Git’s internal structure can first be compressed into four keywords:

blob    file content
tree    directory structure
commit  one commit
tag     tag

blob: Content Only, Not Filenames

A blob stores the raw bytes of file content. Git calculates a hash over the content, commonly SHA-1, while modern versions also support the SHA-256 repository format. That hash is the object identifier.

The same content only needs one blob in the repository.

tree: A Directory Index

A tree records directory entries. Each entry contains a mode, a name, and the hash of the object it points to.

It describes “which files or subdirectories are under this directory, and which objects they point to.”

commit: Connecting History

A commit contains at least the following information:

  • A pointer to a root tree
  • A pointer to the parent commit, or multiple parents for a merge commit
  • Author, committer, and timestamp
  • Commit message

That naturally makes commits form a directed acyclic graph, or DAG.

A Minimal Example: What Actually Happens Across Two Commits

Assume the project only has hello.txt.

The first commit contains:

hello world

Git creates a set of objects:

blob A   (hello world)
tree A   (hello.txt -> blob A)
commit A (root tree = tree A)

You change the file to:

hello world!!!

After the second commit:

blob B   (hello world!!!)
tree B   (hello.txt -> blob B)
commit B (root tree = tree B, parent = commit A)

If another file in the repository did not change, tree B still points to its original blob instead of copying a new object.

What git log Really Does: Traverse Parent Pointers

git log does not read some “operation log table.”

Its core action is this: start from the commit pointed to by the current HEAD, then walk backward through parent pointers.

Simplified, it looks like this:

A <- B <- C <- D (HEAD)

Running git log means walking from D to C, B, and A, then formatting and displaying the metadata of each commit.

What git checkout <commit> Actually Does in Two Steps

Take git checkout B as an example. The core process can be split into two steps:

  1. Update where HEAD points.
  2. Rebuild the working directory files from the target commit’s root tree.

In other words:

  • Find commit B
  • Read the tree B it points to
  • Write the corresponding blob contents from the tree back to disk

What you see is “the project returned to the state it had at moment B.”

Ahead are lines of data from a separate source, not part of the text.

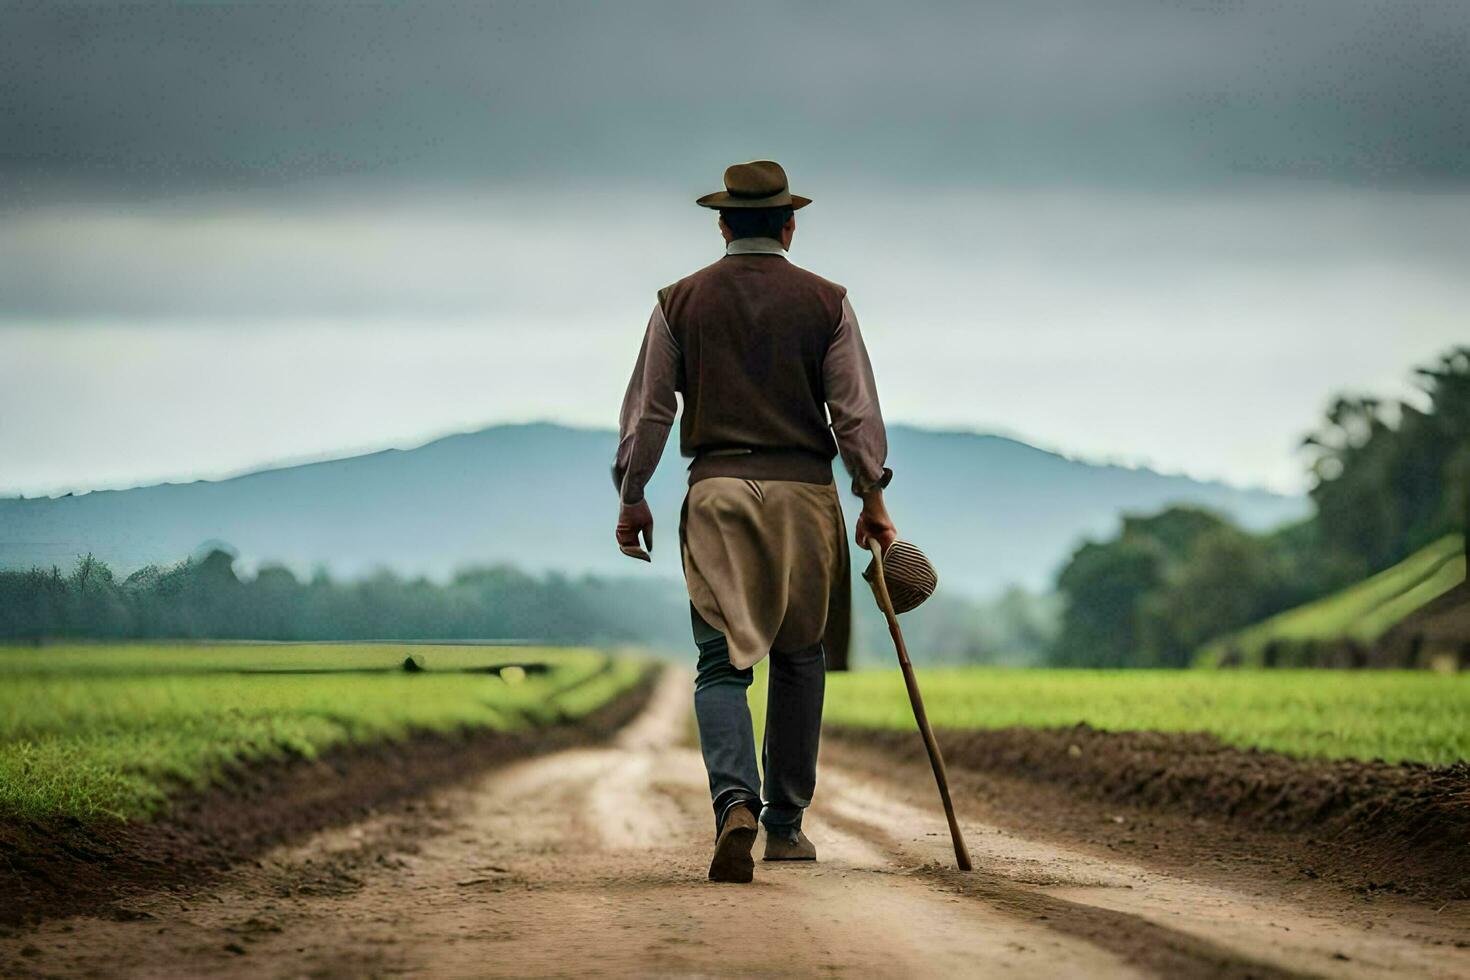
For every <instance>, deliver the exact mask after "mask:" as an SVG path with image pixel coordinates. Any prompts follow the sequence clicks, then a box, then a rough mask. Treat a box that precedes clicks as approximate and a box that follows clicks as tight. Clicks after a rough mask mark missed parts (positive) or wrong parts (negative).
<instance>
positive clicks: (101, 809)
mask: <svg viewBox="0 0 1470 980" xmlns="http://www.w3.org/2000/svg"><path fill="white" fill-rule="evenodd" d="M409 655H412V657H413V658H415V660H416V661H417V663H419V664H420V666H422V667H423V671H420V673H406V671H404V670H401V669H398V667H400V666H401V664H403V661H404V658H406V657H409ZM507 663H545V664H548V667H550V670H548V671H545V673H525V671H522V670H514V669H512V670H509V671H506V676H504V679H503V677H500V676H497V674H494V673H466V670H465V669H475V667H487V666H495V664H507ZM644 669H645V664H644V663H642V661H638V660H632V658H622V657H619V658H609V657H607V655H604V654H601V652H597V651H591V649H544V648H484V646H410V645H401V644H397V645H320V646H316V645H282V646H262V645H228V646H188V645H157V646H150V645H115V646H93V645H84V646H82V645H79V646H47V648H38V649H32V648H24V649H21V648H12V649H6V648H0V818H4V817H10V818H15V817H19V818H46V817H56V815H65V817H78V818H82V820H94V818H101V817H119V818H144V817H147V815H150V814H153V813H156V811H157V810H159V807H160V805H162V804H163V802H165V799H166V798H168V795H169V793H171V792H175V790H178V789H181V788H194V789H198V788H203V786H207V785H209V783H212V782H215V780H218V779H221V777H223V776H225V774H226V773H228V771H229V768H231V767H232V765H235V764H240V763H248V761H254V760H268V758H282V757H288V755H300V757H307V758H310V757H315V755H316V754H318V752H320V751H322V749H326V748H331V746H334V745H343V743H362V742H370V741H376V739H401V738H404V736H406V735H409V733H410V732H415V730H431V732H448V730H457V729H492V730H513V729H523V727H529V726H537V724H547V723H553V721H557V720H566V718H575V717H581V716H584V714H587V713H589V711H592V710H594V708H597V707H598V705H601V704H604V702H607V701H609V699H610V698H613V696H616V695H617V693H620V692H623V691H626V689H628V688H631V686H632V685H634V683H637V680H638V679H639V676H641V674H642V671H644Z"/></svg>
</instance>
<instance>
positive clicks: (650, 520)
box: [613, 500, 653, 561]
mask: <svg viewBox="0 0 1470 980" xmlns="http://www.w3.org/2000/svg"><path fill="white" fill-rule="evenodd" d="M613 533H614V535H616V536H617V548H619V550H620V551H622V552H623V554H625V555H628V557H629V558H641V560H644V561H653V558H650V557H648V551H653V511H651V510H648V501H647V500H641V501H638V502H637V504H623V505H622V508H620V510H619V511H617V527H616V529H614V532H613ZM639 533H641V535H642V539H644V547H647V548H648V551H644V550H642V548H639V547H638V535H639Z"/></svg>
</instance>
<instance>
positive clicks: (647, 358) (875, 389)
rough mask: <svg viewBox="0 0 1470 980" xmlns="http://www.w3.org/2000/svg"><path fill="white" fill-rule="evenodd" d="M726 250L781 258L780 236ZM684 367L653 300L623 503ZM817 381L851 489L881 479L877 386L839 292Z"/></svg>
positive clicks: (629, 396)
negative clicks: (833, 323) (837, 315)
mask: <svg viewBox="0 0 1470 980" xmlns="http://www.w3.org/2000/svg"><path fill="white" fill-rule="evenodd" d="M726 253H728V254H732V256H738V254H753V253H759V254H764V256H769V259H763V262H785V251H784V250H782V248H781V242H778V241H775V239H769V238H741V239H736V241H732V242H729V245H728V248H726ZM684 372H685V364H684V353H682V351H681V350H679V342H678V339H676V338H675V335H673V331H670V328H669V323H667V320H666V319H664V311H663V307H661V304H654V309H653V313H651V314H650V317H648V326H647V329H645V331H644V339H642V345H641V348H639V351H638V361H637V363H635V366H634V372H632V378H631V379H629V382H628V391H626V394H625V395H623V406H622V413H620V416H619V441H617V457H616V461H614V464H613V482H614V485H616V486H617V491H619V495H620V498H622V501H623V502H625V504H634V502H638V501H639V500H642V495H644V486H645V485H647V482H648V479H650V478H651V476H653V472H654V469H656V467H657V464H659V460H660V457H661V455H663V448H664V444H666V442H667V438H669V430H670V429H672V428H673V420H675V416H676V414H678V408H679V400H678V395H676V392H681V391H684V389H685V383H684V381H685V373H684ZM822 388H823V391H822V398H823V401H825V404H826V410H828V417H829V422H831V430H832V436H833V439H835V442H836V447H838V453H839V454H841V457H842V463H844V466H845V469H847V472H848V475H850V476H851V479H853V492H854V494H864V492H869V491H872V489H875V488H881V486H886V485H888V482H889V479H892V470H889V469H886V466H885V461H886V455H888V435H886V429H885V426H883V419H882V411H881V410H879V404H878V386H876V383H875V381H873V367H872V361H870V360H869V357H867V348H866V345H864V344H863V336H861V332H860V329H858V325H857V314H856V313H854V311H853V304H851V303H850V301H848V298H847V297H845V295H844V297H842V306H841V317H839V320H838V325H836V328H835V329H833V331H832V336H831V341H829V344H828V350H826V356H825V357H823V360H822Z"/></svg>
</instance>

Many people worry that “the later commits were lost.” Usually they are not. The commit objects are still in the repository; the current reference simply no longer points to them.

Git and diff: Separate the Logical Layer from the Storage Layer

A common question is: “Doesn’t Git store diffs?”

The answer has two layers:

  • Logical model: Git organizes history as snapshot objects.
  • Transfer and compression: packfiles may use delta compression to reduce size.

So when you learn Git conceptually, start by holding onto the “snapshot model.” Do not reverse the compression details of packfiles into Git’s core abstraction.

Connecting the Structure with an ASCII Diagram

commit D
  |
  v
tree D
  |
  +-- src/ -> tree X
  |            |
  |            +-- main.ts -> blob M
  |
  +-- README.md -> blob R

commit C
  |
  v
tree C
  |
  +-- src/ -> tree X
  |            |
  |            +-- main.ts -> blob K
  |
  +-- README.md -> blob R   (reused)

Here README.md did not change, so blob R is reused across multiple commits.

Why This Model Matters

Once you understand this model, many commands become predictable:

  • Creating a branch is cheap because a branch is essentially a movable reference.
  • merge creates a new commit with multiple parents.
  • rebase replays commits on top of a new parent and creates new objects.
  • reflog can save you because it records changes in reference positions.

You no longer rely on “memorizing commands.” You reason about behavior through changes in the object graph.

Summary

Git is not an operation log system. It is a snapshot-driven object database:

  • blob stores content
  • tree stores directory mappings
  • commit connects history
  • log traverses the commit graph
  • checkout switches references and restores a tree

When you view Git through this model, most “mysterious” day-to-day development problems become engineering questions you can verify.